研究課題
高齢者のサルコペニアは、加齢とたんぱく質低栄養により発症する。その際、高齢者特有の慢性炎症が症状を助長する。当研究の目的は、炎症抑制効果を有する食素材(乳清たんぱく質分解ペプチド(乳清ペプチド))が、骨格筋の炎症を抑制し、筋たんぱく質合成促進および筋肉量減少抑制を促進するかを動物モデルで確認することである。初年度は、筋損傷レベルをコントロールできる再現性の高い動物モデルを構築することを目的とする。カルディオトキシン(CT、コブラ毒に含まれる筋損傷ペプチド(分子量6,693))をマウス腓腹筋に筋注し(10mM溶液100μL)、筋損傷を誘発した。CT投与24時間後筋を摘出後の病理組織観察により、乳清ペプチド含有餌摂取群で筋損傷が軽度することが判明した(カゼイン投与群と比較)。また、炎症に伴う筋浮腫の程度を示す筋重量は、乳清ペプチド摂取により有意に軽減した。血漿中のIL-6(炎症性サイトカイン)濃度を測定した結果、乳清ペプチド摂取群で有意に低い結果を得た。次いで、CT投与後24時間以内の筋損傷の程度を観察した。CT投与2時間後に浮腫が形成され、24時間まで持続した。浮腫の程度は、乳清ペプチド投与により有意に軽減した。また、血漿中のIL-6濃度は、投与2時間後に最高値に達することが分かった。これらの結果は、CT投与による骨格筋損傷は数時間以内に成立する炎症により誘発されることを示す。これまで、CT投与による骨格筋損傷モデルは、CT投与数日後の損傷修復を観察した結果についての報告がある。CT投与後短時間の骨格筋の炎症および筋損傷成立が観察された例は今回が初めてと思われる。また、乳清ペプチドが骨格筋の炎症を抑制する効果を有することを示すのも初めてである。再現性についても問題なく、筋損傷モデル系の構築、および乳清ペプチドの骨格筋炎症・損傷抑制効果も確認できた。
2: おおむね順調に進展している
27年度は、乳清たんぱく質分解ペプチド(乳清ペプチド)摂取による骨格筋の炎症抑制を観察するために以下の3項目の検討を予定した。1)動物モデルの構築、2)乳清ペプチド摂取法の検討、3)13C呼気試験が骨格筋のたんぱく質代謝測定に利用可能かの検討。1)動物モデルの構築は、予定通りの検討を行い、期待通りの結果を得た。2)乳清ペプチド摂取法の検討は、標準餌であるAIN-93Gに含まれるたんぱく質を乳清ペプチドに置き換え摂取させることにより効果が確認できた。よって、乳清ペプチドの微細な摂取量の検討は必要であるが、骨格となる結果は得られた。3)13C呼気試験が骨格筋のたんぱく質代謝の測定に利用可能かを検討する課題は、13C標識アミノ酸を経口投与したラットの呼気を採取し、アミノ酸代謝を経時的に測定することが可能であることを確認でき、計画通りの進行となった。

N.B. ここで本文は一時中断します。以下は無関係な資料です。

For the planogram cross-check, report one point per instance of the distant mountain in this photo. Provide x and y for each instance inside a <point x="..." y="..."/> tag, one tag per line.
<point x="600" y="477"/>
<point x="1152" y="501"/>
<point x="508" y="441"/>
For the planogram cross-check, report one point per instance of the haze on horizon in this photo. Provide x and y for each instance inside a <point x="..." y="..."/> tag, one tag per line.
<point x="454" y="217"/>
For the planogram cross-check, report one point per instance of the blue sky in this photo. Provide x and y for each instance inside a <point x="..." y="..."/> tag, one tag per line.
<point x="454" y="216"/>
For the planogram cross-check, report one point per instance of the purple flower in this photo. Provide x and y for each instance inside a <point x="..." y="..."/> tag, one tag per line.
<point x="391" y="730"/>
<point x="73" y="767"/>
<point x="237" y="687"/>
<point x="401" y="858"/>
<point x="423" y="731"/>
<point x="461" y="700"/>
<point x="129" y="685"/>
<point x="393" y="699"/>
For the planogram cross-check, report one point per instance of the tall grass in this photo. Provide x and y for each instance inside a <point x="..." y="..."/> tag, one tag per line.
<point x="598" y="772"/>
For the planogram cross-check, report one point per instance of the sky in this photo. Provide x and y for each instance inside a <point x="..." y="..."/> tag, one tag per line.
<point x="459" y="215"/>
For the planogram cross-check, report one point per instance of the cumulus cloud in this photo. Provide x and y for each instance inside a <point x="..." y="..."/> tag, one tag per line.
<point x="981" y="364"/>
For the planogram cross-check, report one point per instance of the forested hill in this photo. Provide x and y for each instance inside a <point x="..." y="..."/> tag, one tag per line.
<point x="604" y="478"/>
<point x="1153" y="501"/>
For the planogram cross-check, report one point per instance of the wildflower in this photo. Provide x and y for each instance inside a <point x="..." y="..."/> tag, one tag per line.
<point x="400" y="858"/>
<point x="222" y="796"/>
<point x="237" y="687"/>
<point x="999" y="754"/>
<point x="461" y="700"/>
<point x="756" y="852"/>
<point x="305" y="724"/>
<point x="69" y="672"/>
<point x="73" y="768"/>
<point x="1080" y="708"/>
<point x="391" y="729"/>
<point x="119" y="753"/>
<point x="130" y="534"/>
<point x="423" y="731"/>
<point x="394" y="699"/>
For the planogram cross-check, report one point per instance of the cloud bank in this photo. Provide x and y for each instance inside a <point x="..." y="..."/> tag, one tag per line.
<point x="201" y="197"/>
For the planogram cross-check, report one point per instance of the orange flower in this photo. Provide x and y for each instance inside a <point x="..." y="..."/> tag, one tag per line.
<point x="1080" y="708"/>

乳清ペプチドによる筋組織内での炎症抑制効果、および筋修復過程への影響の詳細な解析を開始する。骨格筋のたんぱく質代謝についての詳細な検討を開始する。その内容は下記のとおりである。1)炎症、筋損傷、筋再生の解析 ―― 炎症の指標は、血液中、および筋組織中の炎症性サイトカイン(TNF-α、IL-6、IL-1)とし、ELISA法により炎症レベルを判定する。病理組織学的観察によっても判定する。筋組織の破壊の程度の評価は、筋組織重量、体積を比較する。また、血中クレアチンキナーゼ、乳酸脱水素酵素によっても判断する。筋再生の進行過程の検出には、幹細胞から筋繊維が形成される過程で発現するたんぱく質の種類を同定することにより行う。具体的には、MyoDやSyndecanなどを免疫組織学的に検出する。2)筋損傷後の骨格筋のたんぱく質代謝の解析 ―― 分岐鎖アミノ酸(バリン、ロイシン、イソロイシン)は、たんぱく質合成の基質であるだけでなく、エネルギー源として骨格筋で特異的に利用される。骨格筋のたんぱく質合成が促進された状態では、エネルギーとして消費される際に排出される分岐鎖アミノ酸由来のCO2の比率が低下する。非放射性同位体13C標識分岐鎖アミノ酸を投与し、経時的に呼気中の13C-CO2を測定し、その変化によりたんぱく質代謝を観察する方法を検討する。